I have been making an effort to read more non-English literature, and these new Penguin Moderns are great bite-sized tasters for new authors and unfamiliar cultures. I’m already halfway through my second one, Four Russian Short Stories!
Heroes have always been monsters who crushed sentimentalism underfoot.
Behind the Prison: ⭐️⭐️⭐️⭐️⭐️
Lethally sharp satire whetted against uncomfortably relatable truths. Behind the Prison is at once uproarious and unapologetically pessimistic.
“No, nothing in this world is as oppressive and debilitating as blood ties.”
“For her I would gladly ferry across the Sumida on the coldest winter day to buy her those sakura-mochi sweets from old Edo that she loved so much. But medicine? Not even on the warmest day would I want to go buy her medicine.”
Closet LLB: ⭐️⭐️⭐️⭐️⭐️
The most personally terrifying of the three. Like Otsukotsu Sansaku, I had “embraced the unshakeable goal of becoming a novelist” as a child, and I, too, steep myself in literature while I have supposedly settled into (and here is the most obvious difference) medicine. Thankfully, studying medicine was my own choice, and I hope to become something of a Paul Kalanithi or Atul Gawande. But my goodness, may I never be reduced to a Sansaku!

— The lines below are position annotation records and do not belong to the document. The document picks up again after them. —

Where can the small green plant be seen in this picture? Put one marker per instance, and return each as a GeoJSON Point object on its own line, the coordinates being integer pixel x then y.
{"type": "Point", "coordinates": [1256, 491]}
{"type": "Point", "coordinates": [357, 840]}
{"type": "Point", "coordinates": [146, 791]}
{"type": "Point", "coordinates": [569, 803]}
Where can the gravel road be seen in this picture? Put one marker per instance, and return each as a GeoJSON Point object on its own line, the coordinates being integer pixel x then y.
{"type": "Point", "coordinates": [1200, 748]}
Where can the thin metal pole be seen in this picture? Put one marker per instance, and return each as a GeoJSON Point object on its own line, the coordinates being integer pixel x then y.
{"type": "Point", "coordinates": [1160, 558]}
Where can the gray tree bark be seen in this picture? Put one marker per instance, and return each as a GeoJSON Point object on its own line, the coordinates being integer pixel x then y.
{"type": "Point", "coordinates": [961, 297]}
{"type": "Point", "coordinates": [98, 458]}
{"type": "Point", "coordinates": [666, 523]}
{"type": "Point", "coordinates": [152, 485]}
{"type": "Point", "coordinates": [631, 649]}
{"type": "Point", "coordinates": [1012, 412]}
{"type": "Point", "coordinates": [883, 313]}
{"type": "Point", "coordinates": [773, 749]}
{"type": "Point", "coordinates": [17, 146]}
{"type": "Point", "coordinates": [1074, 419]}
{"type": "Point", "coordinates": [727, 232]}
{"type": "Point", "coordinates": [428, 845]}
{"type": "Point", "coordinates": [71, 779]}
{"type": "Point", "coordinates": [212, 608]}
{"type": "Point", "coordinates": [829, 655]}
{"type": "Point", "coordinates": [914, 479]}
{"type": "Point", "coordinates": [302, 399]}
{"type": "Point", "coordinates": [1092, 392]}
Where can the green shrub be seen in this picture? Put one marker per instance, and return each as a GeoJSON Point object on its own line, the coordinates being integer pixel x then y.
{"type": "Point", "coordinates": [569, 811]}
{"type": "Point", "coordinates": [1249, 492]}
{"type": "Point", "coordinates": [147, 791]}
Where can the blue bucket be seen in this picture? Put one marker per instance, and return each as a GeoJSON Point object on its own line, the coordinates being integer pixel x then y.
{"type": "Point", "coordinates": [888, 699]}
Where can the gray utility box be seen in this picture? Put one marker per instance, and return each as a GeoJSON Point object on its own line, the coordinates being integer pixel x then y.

“How much fun are you getting out of life?”
General Kim: ⭐️⭐️⭐️⭐️
This last story fits the blurb best: “beguiling, strange, funny and hair-raising”. A delightfully surreal parody of Patriotism with a capital P to round it all off.
“To any nation’s people, their history is glorious. The legend of General Kim is by no means the only one worth a laugh.”
Overall rating: 5/5 🌟🌟🌟🌟🌟
Have you read any Penguin Moderns yet? If so, which ones were your favourites?